Removing assertion while reading/appending dwarf #5553

thaystg · 2023-01-09T20:53:32Z

While loading dwarf from this wasm file attached here in dotnet.zip, I got this error:

thread 'main' panicked at 'assertion failed: range_start < range_end', crates\cranelift\src\debug\transform\expression.rs:689:13

I tried to remove the assert and check if without it the debugging experience on lldb works correctly and as far as I saw in my tests, everything is working fine after removing the assert.

dotnet.zip

If you think this is not the correct fix, please let me know, I can close the PR and open an issue.

jameysharp · 2023-01-09T21:27:38Z

This bug has previously been reported as #3999 as well as several duplicates, but we haven't had any suggestions for how to fix it before. Thanks for this PR!

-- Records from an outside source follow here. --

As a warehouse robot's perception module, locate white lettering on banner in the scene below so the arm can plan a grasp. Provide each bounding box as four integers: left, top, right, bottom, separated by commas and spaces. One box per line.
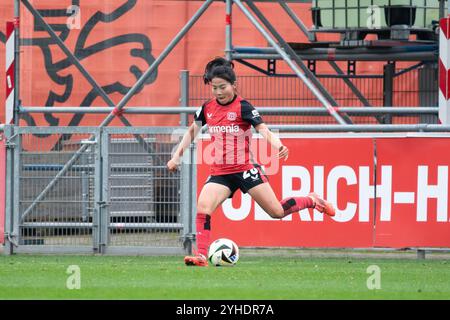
416, 166, 448, 222
281, 166, 311, 221
222, 165, 449, 223
359, 166, 392, 222
327, 166, 357, 222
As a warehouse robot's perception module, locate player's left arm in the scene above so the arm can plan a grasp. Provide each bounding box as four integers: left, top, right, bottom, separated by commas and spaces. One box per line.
241, 100, 289, 160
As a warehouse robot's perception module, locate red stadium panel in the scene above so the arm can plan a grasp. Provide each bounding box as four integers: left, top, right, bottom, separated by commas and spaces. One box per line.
197, 138, 373, 247
197, 136, 450, 248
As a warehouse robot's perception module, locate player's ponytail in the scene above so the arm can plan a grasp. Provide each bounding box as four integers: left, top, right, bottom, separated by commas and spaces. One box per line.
203, 57, 236, 84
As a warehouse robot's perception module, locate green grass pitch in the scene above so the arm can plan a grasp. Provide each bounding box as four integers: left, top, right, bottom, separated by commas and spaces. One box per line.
0, 254, 450, 300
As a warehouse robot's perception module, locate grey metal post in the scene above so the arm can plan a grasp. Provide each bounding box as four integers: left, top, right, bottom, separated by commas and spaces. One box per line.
3, 125, 14, 255
92, 128, 104, 253
383, 63, 395, 123
418, 63, 439, 124
100, 0, 214, 127
225, 0, 233, 61
13, 0, 21, 126
12, 127, 22, 248
180, 70, 189, 127
233, 0, 346, 125
189, 142, 197, 253
81, 171, 89, 222
277, 0, 317, 42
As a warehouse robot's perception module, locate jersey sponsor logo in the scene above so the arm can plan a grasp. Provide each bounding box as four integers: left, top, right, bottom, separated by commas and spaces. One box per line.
195, 107, 202, 118
227, 112, 237, 121
209, 125, 239, 133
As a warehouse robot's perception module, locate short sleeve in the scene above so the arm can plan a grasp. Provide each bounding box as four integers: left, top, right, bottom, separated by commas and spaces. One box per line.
194, 105, 206, 127
241, 100, 264, 127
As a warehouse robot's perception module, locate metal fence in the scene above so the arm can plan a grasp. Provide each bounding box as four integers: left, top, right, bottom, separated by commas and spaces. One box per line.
5, 126, 195, 254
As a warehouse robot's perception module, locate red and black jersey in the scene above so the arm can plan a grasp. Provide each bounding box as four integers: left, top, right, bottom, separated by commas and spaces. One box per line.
195, 96, 263, 175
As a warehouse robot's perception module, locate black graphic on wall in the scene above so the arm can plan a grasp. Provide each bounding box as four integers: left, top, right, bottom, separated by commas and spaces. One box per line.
21, 0, 157, 149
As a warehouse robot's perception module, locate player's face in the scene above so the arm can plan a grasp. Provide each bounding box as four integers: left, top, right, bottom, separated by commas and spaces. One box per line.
211, 78, 236, 104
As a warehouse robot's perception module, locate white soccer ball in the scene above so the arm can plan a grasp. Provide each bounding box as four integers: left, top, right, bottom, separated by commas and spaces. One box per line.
208, 238, 239, 266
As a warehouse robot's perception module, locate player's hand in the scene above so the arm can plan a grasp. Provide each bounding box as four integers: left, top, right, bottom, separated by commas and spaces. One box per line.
167, 157, 180, 172
277, 146, 289, 161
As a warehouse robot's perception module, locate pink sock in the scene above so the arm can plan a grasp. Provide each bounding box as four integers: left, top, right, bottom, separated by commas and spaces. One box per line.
280, 197, 314, 216
196, 213, 211, 257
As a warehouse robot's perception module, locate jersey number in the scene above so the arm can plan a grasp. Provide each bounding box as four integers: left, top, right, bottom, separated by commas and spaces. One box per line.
242, 168, 258, 179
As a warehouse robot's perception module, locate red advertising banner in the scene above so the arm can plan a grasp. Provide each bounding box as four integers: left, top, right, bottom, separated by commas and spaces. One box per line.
197, 136, 450, 248
375, 138, 450, 247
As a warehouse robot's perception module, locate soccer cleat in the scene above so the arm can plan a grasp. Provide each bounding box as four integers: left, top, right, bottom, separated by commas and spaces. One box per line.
308, 192, 336, 217
184, 254, 208, 267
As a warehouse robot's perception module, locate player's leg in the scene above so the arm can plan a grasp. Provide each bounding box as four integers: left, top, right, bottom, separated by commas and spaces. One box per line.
184, 179, 232, 266
243, 166, 335, 219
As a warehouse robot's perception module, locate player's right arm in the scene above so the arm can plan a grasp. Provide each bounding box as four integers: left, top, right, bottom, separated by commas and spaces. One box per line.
167, 105, 206, 172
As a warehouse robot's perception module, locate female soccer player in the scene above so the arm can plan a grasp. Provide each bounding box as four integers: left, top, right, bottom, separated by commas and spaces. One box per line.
167, 58, 335, 266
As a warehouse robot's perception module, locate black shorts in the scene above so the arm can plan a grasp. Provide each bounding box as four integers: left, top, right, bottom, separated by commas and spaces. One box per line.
205, 166, 269, 198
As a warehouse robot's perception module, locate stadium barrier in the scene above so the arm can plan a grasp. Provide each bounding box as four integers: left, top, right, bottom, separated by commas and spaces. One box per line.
0, 126, 195, 254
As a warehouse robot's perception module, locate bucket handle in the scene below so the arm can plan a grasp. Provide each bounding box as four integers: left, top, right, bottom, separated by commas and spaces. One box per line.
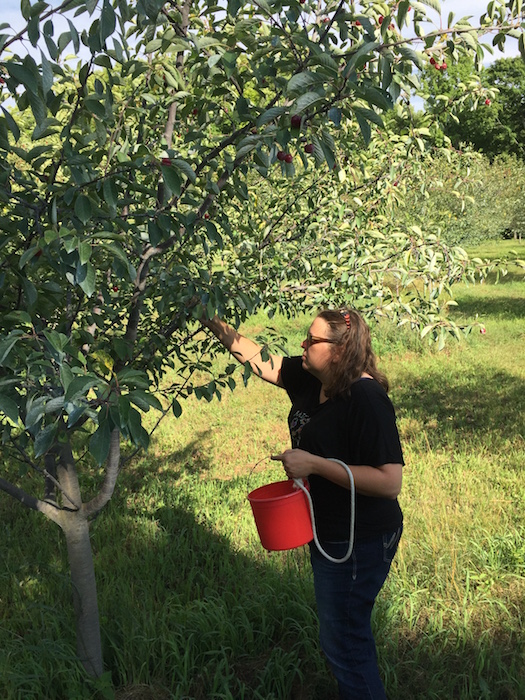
294, 457, 355, 564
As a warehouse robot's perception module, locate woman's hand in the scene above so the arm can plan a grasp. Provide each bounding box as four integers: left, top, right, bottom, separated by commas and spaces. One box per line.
272, 449, 403, 499
271, 448, 319, 479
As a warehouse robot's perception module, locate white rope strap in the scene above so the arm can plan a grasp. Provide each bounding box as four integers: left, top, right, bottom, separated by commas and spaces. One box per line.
294, 457, 355, 564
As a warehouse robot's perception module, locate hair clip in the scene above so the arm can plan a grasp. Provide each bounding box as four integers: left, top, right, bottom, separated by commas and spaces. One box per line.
339, 311, 350, 330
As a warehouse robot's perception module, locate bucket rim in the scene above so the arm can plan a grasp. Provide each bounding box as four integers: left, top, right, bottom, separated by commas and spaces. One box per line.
248, 479, 304, 503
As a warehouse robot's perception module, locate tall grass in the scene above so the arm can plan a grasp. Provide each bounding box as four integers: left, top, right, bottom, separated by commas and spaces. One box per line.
0, 249, 525, 700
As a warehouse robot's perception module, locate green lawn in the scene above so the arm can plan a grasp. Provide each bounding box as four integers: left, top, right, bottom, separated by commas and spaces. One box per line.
0, 243, 525, 700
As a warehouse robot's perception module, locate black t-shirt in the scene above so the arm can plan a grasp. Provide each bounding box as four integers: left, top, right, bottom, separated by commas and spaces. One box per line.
281, 357, 404, 542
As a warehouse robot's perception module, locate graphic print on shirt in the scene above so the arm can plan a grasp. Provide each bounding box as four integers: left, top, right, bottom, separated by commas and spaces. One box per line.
290, 411, 310, 447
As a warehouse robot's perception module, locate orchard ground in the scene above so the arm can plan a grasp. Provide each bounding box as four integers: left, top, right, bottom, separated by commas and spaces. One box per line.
0, 242, 525, 700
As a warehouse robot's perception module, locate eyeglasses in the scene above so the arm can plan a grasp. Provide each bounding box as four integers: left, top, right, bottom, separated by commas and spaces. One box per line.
303, 333, 337, 348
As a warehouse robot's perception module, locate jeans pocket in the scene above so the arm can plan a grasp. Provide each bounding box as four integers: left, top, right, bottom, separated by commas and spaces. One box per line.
383, 526, 403, 564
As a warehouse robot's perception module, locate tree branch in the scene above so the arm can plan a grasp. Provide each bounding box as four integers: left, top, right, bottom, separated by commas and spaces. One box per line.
83, 428, 120, 516
0, 477, 64, 525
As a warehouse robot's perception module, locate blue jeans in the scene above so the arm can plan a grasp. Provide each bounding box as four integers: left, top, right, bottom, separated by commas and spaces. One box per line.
310, 527, 403, 700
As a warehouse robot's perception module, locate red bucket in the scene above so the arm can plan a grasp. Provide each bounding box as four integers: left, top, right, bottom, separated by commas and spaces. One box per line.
248, 479, 314, 550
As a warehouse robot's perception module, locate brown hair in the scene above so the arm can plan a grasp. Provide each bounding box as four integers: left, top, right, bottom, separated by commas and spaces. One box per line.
318, 309, 388, 398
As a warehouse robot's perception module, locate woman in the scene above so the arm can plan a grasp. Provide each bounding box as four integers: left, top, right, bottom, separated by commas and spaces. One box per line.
204, 309, 404, 700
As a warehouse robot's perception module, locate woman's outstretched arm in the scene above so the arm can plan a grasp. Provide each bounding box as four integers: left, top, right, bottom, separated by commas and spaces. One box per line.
202, 316, 283, 387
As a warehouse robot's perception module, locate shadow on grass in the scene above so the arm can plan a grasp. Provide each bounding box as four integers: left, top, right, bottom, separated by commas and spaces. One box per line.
451, 291, 525, 320
96, 434, 336, 700
0, 436, 523, 700
395, 367, 525, 448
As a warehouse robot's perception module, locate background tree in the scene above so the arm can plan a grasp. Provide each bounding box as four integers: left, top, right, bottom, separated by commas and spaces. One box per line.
423, 56, 525, 160
0, 0, 520, 676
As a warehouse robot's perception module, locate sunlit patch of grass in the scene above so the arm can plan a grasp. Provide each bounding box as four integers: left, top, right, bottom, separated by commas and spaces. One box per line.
0, 243, 525, 700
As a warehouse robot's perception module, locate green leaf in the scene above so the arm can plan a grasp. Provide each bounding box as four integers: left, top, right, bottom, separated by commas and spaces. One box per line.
34, 423, 58, 457
257, 107, 286, 126
343, 41, 380, 78
75, 262, 97, 297
65, 374, 100, 401
160, 165, 181, 197
128, 408, 149, 449
0, 331, 22, 367
286, 71, 324, 97
355, 111, 372, 146
40, 52, 53, 95
0, 105, 20, 142
171, 158, 197, 183
100, 0, 116, 44
75, 194, 93, 224
89, 422, 111, 466
129, 389, 162, 411
294, 92, 324, 112
0, 394, 19, 423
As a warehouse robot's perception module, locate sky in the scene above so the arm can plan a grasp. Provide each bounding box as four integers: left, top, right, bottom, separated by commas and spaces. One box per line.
0, 0, 519, 64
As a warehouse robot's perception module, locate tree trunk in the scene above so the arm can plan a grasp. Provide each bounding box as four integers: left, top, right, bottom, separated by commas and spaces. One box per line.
61, 511, 104, 678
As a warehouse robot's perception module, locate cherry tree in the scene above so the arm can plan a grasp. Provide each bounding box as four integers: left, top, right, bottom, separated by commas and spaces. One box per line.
0, 0, 523, 676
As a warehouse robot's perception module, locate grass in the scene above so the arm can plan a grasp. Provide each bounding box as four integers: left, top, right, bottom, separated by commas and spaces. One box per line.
0, 243, 525, 700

I don't know whether removing this assert is correct. It might be! But I think the effect is that the for i in (i..j).rev() loop below doesn't run in that case because j will also be less than i. I'm suspicious that removing the assert may just be hiding the bug.

As noted in other issues about this bug:

We currently don't have anyone on the project who understands our DWARF-handling code well and has time to work on it; so while this is definitely a bug, it's not likely to have a fast resolution. We do have an intent to have someone eventually focus on this, as priorities allow, so we should keep this issue open. Just wanted to give some context on the current situation...

thaystg · 2023-01-10T15:42:43Z

Minimal repro:

#include <stdio.h>

void
sample_func (int type, int parm)
{
    printf("sample_func\n");
    switch (type){
    case 1:
        if (type + parm!= 50)
            break;
    case 2:
        if (type + parm == 10 || type + parm == 15)
            return;
        break;
    default:
        break;
    }
}

int main() {
    int i = 2;
    sample_func (i, i);
    return 0;
}

Steps to Reproduce

wasi-sdk-14.0/bin/clang -g -O0 test.c -o test.wasm
lldb -- wasmtime run -g test.wasm

thaystg · 2023-01-10T16:15:01Z

This bug has previously been reported as #3999 as well as several duplicates, but we haven't had any suggestions for how to fix it before. Thanks for this PR!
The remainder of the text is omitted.